La littérature et la vie sont donc intimement solidaires. L'une ne peut se passer de l'autre. Bref, il n'y a aucunement lieu de rupture entre elles. Dans cette optique, la littérature est loin d'être conçue dans la dimension purement intimiste. Pour un vrai écrivain, la littérature ne serait jamais un lieu privilégié d'escapade, ni un no man's land fastueux, ni un au-delà spectral. « Il n' ya pas, comme le veut une idée trop complaisante et trop répandue, rupture angoissante entre la banalité utilitaire de la vie courante et le ‘‘monde de l'art''. (...) Je ne crois pas au ‘‘Fuir là-bas, fuir !...'' de Mallarmé, ni à cette idée de l'évasion par l'art. » (Julien Gracq, Entretiens, José Corti, 2002, P146) La littérature, comme tout art, a des responsabilités immenses à remplir hic et nunc, parfois même dans l'urgence.
En ce sens, la dissidence, qu'on le veuille ou non, semble s'inscrire au fin fond de la littérature, en constitue, si l'on puisse dire, la substantifique moelle, en devient l'essence même.
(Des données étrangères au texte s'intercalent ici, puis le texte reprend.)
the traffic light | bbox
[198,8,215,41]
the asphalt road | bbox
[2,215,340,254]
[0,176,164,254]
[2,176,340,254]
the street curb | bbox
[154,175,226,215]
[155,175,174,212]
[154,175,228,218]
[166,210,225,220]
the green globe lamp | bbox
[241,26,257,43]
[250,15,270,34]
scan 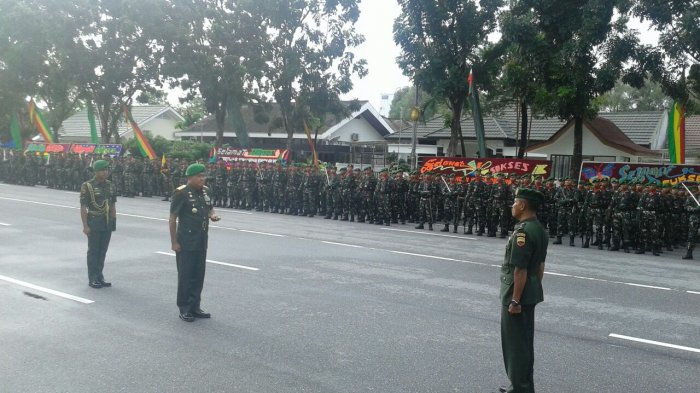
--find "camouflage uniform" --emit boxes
[635,184,663,256]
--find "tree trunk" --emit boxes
[447,98,464,157]
[570,115,583,179]
[518,102,528,159]
[215,104,225,147]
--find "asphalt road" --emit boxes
[1,183,699,393]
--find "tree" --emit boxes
[594,78,671,111]
[74,0,165,143]
[634,0,700,111]
[258,0,367,157]
[522,0,644,177]
[388,86,448,121]
[495,2,552,158]
[394,0,503,157]
[156,0,267,147]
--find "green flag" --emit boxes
[10,112,22,150]
[87,103,99,144]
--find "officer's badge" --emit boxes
[192,208,198,214]
[516,233,526,247]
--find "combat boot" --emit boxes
[465,226,473,235]
[582,237,590,249]
[357,218,365,223]
[591,238,600,246]
[415,223,424,229]
[666,245,674,252]
[597,237,603,250]
[652,247,661,256]
[350,215,355,222]
[569,236,575,246]
[452,226,458,234]
[333,214,339,220]
[610,241,620,251]
[376,220,383,225]
[553,236,562,245]
[428,224,433,231]
[384,221,390,226]
[634,247,644,254]
[499,231,507,239]
[682,248,693,260]
[440,224,449,232]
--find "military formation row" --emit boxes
[2,153,700,260]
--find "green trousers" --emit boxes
[87,229,112,283]
[501,304,537,393]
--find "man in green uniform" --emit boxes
[169,163,221,322]
[498,188,548,393]
[80,160,117,289]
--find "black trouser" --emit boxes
[176,249,207,314]
[501,304,537,393]
[87,229,112,282]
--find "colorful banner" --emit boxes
[123,106,156,159]
[25,142,71,154]
[25,143,122,156]
[667,102,686,164]
[419,157,551,182]
[579,161,700,186]
[214,147,285,163]
[28,100,55,143]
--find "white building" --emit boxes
[57,105,185,142]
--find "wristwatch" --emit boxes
[509,299,520,307]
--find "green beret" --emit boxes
[364,166,372,171]
[591,178,599,183]
[496,173,505,177]
[93,160,109,171]
[339,167,347,173]
[185,163,206,176]
[515,188,544,205]
[380,168,388,173]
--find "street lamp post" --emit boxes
[410,104,420,170]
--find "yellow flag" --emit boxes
[161,154,166,168]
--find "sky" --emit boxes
[167,1,660,113]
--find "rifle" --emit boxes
[441,175,452,193]
[324,168,331,186]
[681,182,700,207]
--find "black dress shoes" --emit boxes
[99,279,111,287]
[498,386,508,393]
[88,281,102,288]
[179,313,195,322]
[192,309,211,318]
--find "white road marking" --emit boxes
[0,274,94,304]
[687,290,700,295]
[623,283,672,291]
[545,272,571,277]
[387,250,490,267]
[238,229,285,237]
[321,241,365,248]
[155,252,259,271]
[380,227,476,240]
[118,213,167,221]
[0,196,77,209]
[217,209,254,215]
[0,222,11,226]
[609,334,700,354]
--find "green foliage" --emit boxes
[256,0,367,155]
[594,78,671,111]
[633,0,700,103]
[394,0,504,156]
[169,140,213,162]
[389,86,448,121]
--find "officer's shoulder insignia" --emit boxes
[203,185,210,191]
[175,185,186,191]
[516,232,527,247]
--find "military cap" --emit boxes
[354,168,361,173]
[449,173,456,178]
[496,172,505,177]
[185,163,206,176]
[364,166,372,171]
[93,160,109,171]
[514,188,544,205]
[591,178,599,183]
[379,168,388,173]
[339,167,347,173]
[609,178,618,184]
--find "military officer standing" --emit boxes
[499,188,548,393]
[169,163,221,322]
[80,160,117,289]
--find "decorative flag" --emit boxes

À bien des égards, la dissidence dont on parle ici reste à la fois esthétique et éthique. Une dissidence qui exige un travail sur soi et sur les autres, qui nécessite un double jeu porté sur le monde intérieur (celui de l'écriture) et le monde extérieur (le monde réel), qui finit par faire de la littérature un espace de renouvellement, de l'« éternel recommencement » comme dit Blanchot et une expression quintessenciée de la révolte. Par une telle gageure, la littérature « tient sa force et sa richesse de la transfiguration qu'elle opère sur les êtres et les choses par la transformation qu'elle exerce sur elle-même. » (Abderrahman Tenkoul, « Littérature et fondamentalisme » in Penser le Maghreb et l'Europe, l'Harmattan, 2010, P123) Elle devient le creuset où se mêlent inextricablement, et dans un équilibre homéostatique, l'exigence poétique et l'engagement politique.